Tuesday, September 11, 2007

Wigglesworth and Du Plessis

This is a follow up to my earlier blog on 'Catholic Charismatics'.

Smith Wigglesworth 1859-1947

In 1936 Smith Wigglesworth, an English Pentecostal leader, visited South Africa as a guest of the Apostolic Faith Mission in Johannesburg. David Du Plessis was its general secretary at the time. Later he explained how one morning, Wigglesworth walked, unannounced, into his office. He pushed him against the wall and declared: "You have been in Jerusalem long enough....I will send you to the uttermost parts of the earth....You will bring the message of Pentecost to all churches.....You will travel more than most evangelists do.... God is going to revive the churches in the last days and through them turn the world upside down....even the Pentecostal movement will become a mere joke compared with the revival which God will bring through the churches." After a pause Wigglesworth continued, "Then the Lord said to me that I am warning you that he is going to use you in this movement....All he requires of you is that you be humble and faithful. You will live to see this word fulfilled." Then he concluded by saying that this prophecy would not be fulfilled until after his death. In the event Wigglesworth died in 1947.

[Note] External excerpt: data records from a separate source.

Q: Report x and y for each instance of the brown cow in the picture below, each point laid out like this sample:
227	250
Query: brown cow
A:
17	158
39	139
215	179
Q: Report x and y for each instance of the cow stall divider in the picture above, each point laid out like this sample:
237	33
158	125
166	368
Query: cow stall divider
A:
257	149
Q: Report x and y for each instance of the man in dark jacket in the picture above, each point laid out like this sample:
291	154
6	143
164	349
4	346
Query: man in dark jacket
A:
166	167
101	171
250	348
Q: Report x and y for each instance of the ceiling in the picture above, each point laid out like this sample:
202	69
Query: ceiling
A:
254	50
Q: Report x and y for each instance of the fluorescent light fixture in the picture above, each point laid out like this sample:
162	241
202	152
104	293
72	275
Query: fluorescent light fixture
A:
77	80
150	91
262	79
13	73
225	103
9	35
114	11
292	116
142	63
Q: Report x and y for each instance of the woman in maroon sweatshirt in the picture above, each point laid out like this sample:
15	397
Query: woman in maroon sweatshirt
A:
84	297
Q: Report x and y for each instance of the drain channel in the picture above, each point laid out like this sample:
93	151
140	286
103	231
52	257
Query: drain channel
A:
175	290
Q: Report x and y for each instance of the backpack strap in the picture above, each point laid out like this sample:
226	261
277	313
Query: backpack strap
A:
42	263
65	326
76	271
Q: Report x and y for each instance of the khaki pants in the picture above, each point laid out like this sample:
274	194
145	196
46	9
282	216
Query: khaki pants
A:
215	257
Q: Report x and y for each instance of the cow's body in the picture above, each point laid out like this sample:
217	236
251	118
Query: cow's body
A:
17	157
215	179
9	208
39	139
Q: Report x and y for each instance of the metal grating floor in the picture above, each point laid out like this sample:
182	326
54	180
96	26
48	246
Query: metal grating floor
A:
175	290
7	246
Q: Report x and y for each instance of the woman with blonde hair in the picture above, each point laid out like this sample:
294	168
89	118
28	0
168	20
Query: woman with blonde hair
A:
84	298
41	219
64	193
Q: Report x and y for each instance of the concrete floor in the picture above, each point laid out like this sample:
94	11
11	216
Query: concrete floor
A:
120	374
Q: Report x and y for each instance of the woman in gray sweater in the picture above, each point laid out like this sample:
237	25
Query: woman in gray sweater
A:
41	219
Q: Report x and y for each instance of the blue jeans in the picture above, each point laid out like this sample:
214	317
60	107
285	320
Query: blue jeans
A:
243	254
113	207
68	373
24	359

David Du Plessis 1905-1987

Du Plessis became increasingly influential in the Pentecostal churches and attended international meetings on their behalf. At one such gathering in St Andrews, Scotland, in 1951 Du Plessis met Professor Bernard Leeming, a Jesuit priest from Oxford, who asked for the Baptism in the Holy Spirit. This marked the start of Du Plessis's ministry to Roman Catholics. Fr Leeming knew Pope John xxiii and arranged for Du Plessis to visit Rome. There he was introduced to Dr Thomas Strandsky, the Secretary for the Congregation for the Promotion of Christian Unity. His boss was Cardinal Bea. He asked Du Plessis, "What do the Pentecostalists want to say to Rome?" Du Plessis replied: "Make the Bible available to every Catholic in the world in his own language. The Holy Spirit will make that book come alive and that will change lives and renew the Church." Bea was duly impressed and said "That is what the Holy Father wants to know." The Second Vatican Council started soon afterwards and Du Plessis was in attendance when the 'Constitution On Divine Revelation' urged Catholics to engage in regular Scripture reading. The advent of the Charismatic Renewal in the Catholic Church, a few years after the conclusion of the Council, saw the Holy Spirit and His charisms poured out on Catholics in abundance, firstly in the U.S.A. and later around the world.